Summary: The emphasis of the passage is on the dangers of perversity and the disastrous fate of its perpetrator. We here have a description of a person who deceives and stirs up strife & how to spot the scoundrel.

PROVERBS 6: 12-15


[Genesis 37:29-35]

What and how we communicate is important to God. There are those who are skilled in the methods of communication but deceitfully use their skills to spread slander and strife. This description is not a picture of a real friend or a good neighbor. To a stable community such a person spells disruption. The young leaders to whom Proverbs is addressed had to be put on guard against him. For they would meet his kind and would needed to recognize him quickly and deal with him or steer clear of him, as the situation warranted.

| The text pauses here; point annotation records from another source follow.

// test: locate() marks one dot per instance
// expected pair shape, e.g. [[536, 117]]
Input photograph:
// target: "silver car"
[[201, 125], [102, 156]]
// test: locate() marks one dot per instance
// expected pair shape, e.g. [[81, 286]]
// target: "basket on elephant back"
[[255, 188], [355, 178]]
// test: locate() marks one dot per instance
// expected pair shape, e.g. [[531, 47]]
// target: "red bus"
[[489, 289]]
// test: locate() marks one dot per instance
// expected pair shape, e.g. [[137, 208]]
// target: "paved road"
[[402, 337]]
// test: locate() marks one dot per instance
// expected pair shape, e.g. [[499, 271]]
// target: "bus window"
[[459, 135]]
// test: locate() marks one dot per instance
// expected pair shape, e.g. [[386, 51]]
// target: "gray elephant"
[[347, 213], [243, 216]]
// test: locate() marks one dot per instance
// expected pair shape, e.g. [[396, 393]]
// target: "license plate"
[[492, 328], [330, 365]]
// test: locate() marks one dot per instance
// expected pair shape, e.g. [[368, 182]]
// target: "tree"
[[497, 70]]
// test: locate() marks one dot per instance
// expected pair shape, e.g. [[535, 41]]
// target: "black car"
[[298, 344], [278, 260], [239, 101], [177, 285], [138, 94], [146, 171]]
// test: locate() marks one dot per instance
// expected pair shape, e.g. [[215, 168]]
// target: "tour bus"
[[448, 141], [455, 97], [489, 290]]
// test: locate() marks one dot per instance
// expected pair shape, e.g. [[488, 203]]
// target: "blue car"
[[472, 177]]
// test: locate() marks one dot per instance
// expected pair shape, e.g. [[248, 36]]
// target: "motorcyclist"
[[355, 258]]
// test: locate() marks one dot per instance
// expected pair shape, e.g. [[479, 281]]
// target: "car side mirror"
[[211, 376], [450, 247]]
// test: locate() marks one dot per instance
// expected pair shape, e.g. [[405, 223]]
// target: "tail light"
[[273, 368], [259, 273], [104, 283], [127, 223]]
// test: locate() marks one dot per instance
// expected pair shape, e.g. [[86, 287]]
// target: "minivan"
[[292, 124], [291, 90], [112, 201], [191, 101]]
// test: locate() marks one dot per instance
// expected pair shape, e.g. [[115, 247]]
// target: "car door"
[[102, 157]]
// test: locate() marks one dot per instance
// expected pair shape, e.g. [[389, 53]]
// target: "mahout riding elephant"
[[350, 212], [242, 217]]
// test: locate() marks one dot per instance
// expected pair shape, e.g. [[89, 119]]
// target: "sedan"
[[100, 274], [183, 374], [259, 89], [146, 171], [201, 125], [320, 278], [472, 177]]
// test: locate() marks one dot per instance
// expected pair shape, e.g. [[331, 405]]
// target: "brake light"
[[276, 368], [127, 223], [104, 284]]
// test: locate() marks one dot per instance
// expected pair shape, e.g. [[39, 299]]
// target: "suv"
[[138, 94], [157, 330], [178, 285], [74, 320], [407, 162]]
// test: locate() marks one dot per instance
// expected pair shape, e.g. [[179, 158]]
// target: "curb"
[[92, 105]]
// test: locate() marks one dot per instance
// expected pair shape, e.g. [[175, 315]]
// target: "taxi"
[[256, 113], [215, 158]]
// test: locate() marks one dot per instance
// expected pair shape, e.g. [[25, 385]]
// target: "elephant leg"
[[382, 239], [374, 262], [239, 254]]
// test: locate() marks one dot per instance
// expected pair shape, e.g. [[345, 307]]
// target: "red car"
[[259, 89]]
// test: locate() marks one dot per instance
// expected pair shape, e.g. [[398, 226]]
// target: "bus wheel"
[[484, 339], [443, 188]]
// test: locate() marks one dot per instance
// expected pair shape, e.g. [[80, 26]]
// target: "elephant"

The emphasis of our text is on the dangers of perversity and the disastrous fate of its perpetrator (CIT). First we have a description of a person who deceives and stirs up strife (vv.12-15) and then the activities such a person engages in (vv. 16-19) which we will look at next time. Solomon urged his son to avoid disaster (v.15) and God's hatred (v. 16). So let's look at this teaching on how to spot a scoundrel.




If the slothful are to be condemned, who do nothing, much more those who do evil. Observe how such a man is described. He says and does his thing artfully, and with design. In verse 12 we learn his motives are despicable for he's out to deceive people with his words. "A worthless person, a wicked man, is the one who walks with a perverse mouth,"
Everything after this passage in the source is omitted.